As pessoas que nestes termos procuram demonstrar com franqueza a sua própria
ingenuidade e imaturidade política sentem-se, por um lado, como sendo sujeitos
políticos, aos quais caberia determinar seu próprio destino bem como organizar
a sociedade. Mas deparam-se, por outro lado, com as sólidas barreiras impostas
pelas condições vigentes. Como não podem romper essas barreiras mediante o
pensamento, acabam atribuindo a si mesmos, ou aos adultos, ou aos outros, esta
impossibilidade real que lhes é imposta.” (ADORNO, 2000, p. 35-36).
[6]
“Conforme o ditado de que tudo depende unicamente das pessoas, atribuem às
pessoas tudo o que depende das condições objetivas, de tal modo que as
condições existentes permanecem intocadas.
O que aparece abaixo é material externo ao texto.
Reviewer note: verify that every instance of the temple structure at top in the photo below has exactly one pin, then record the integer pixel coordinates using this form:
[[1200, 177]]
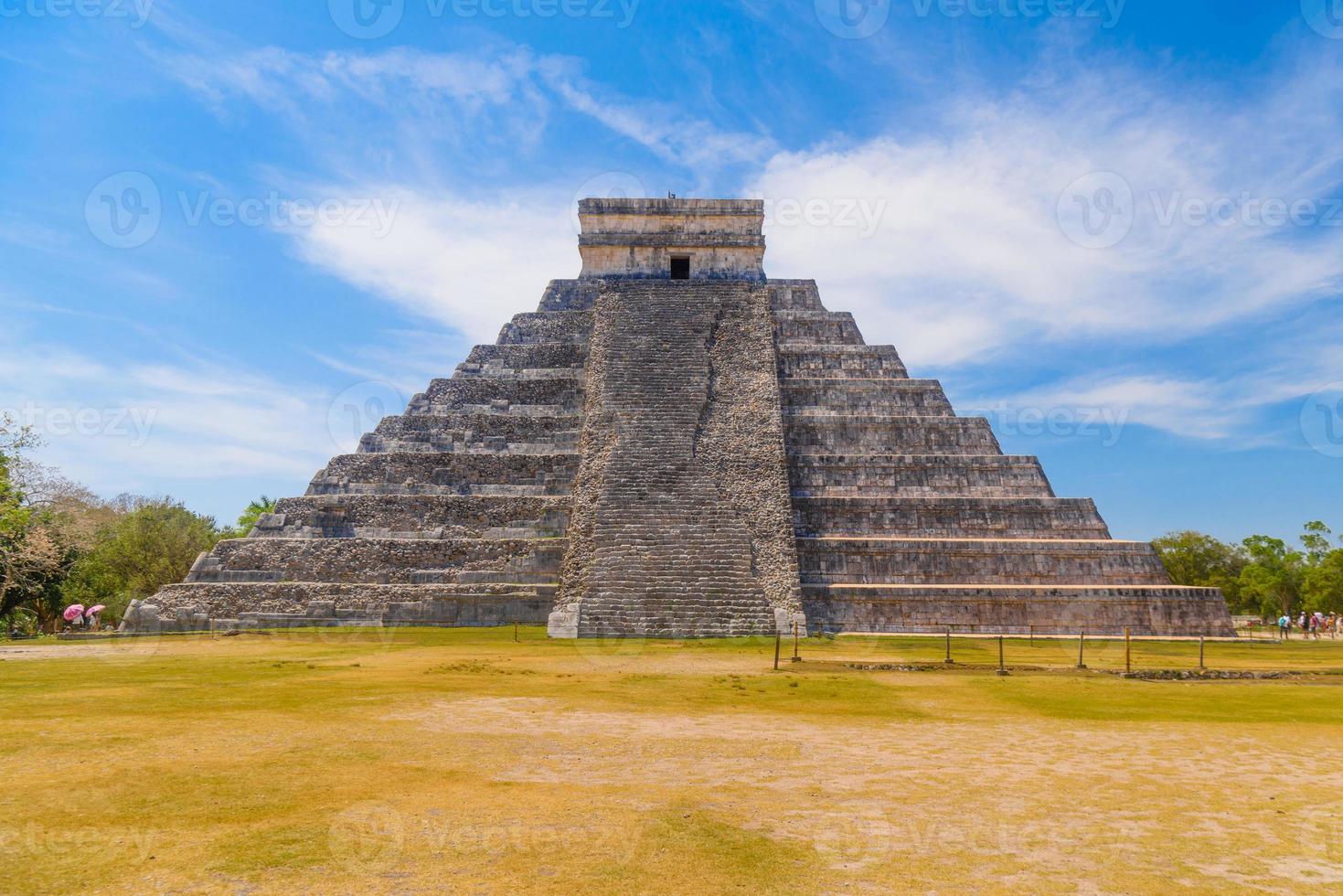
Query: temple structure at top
[[675, 445], [672, 238]]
Na linguagem da filosofia poderíamos
dizer que na estranheza do povo em relação à democracia se reflete a alienação
da sociedade em relação a si mesma.” (ADORNO, 2000, p. 36).
[7] Cf.
RIBEIRO, p. 301-302.
[8] “A
mais terrível de nossas heranças é esta de levar sempre conosco a cicatriz de
torturador impressa na alma e pronta a explodir na brutalidade racista e
classista. Ela é que incandesce, ainda hoje, em tanta autoridade brasileira
predisposta a torturar, seviciar e machucar os pobres que lhe caem às mãos.
Ela, porém, provocando crescente indignação nos dará forças, amanhã, para
conter os possessos e criar aqui uma sociedade solidária.” (RIBEIRO, 2006, p.
108).
[9]
Diante dos estudos de Sartre sobre o tema, diz: “O colonialismo é entendido
aqui como um estado social que deforma as relações intersubjetivas do
reconhecimento mútuo, de maneira que os grupos implicados são prensados
igualmente num esquema comportamental quase neurótico: enquanto os colonizadores
só podem elaborar com cinismo ou com agressão intensificada o desprezo que
sentem por si mesmos, já que degradam sistematicamente os nativos, os
colonizados somente são capazes de suportar as ‘ofensas diárias’ através da
cisão de seu comportamento nas duas partes constituídas por uma transgressão
ritual e uma superadaptação habitual.” (HONNETH, 2015, p. 248).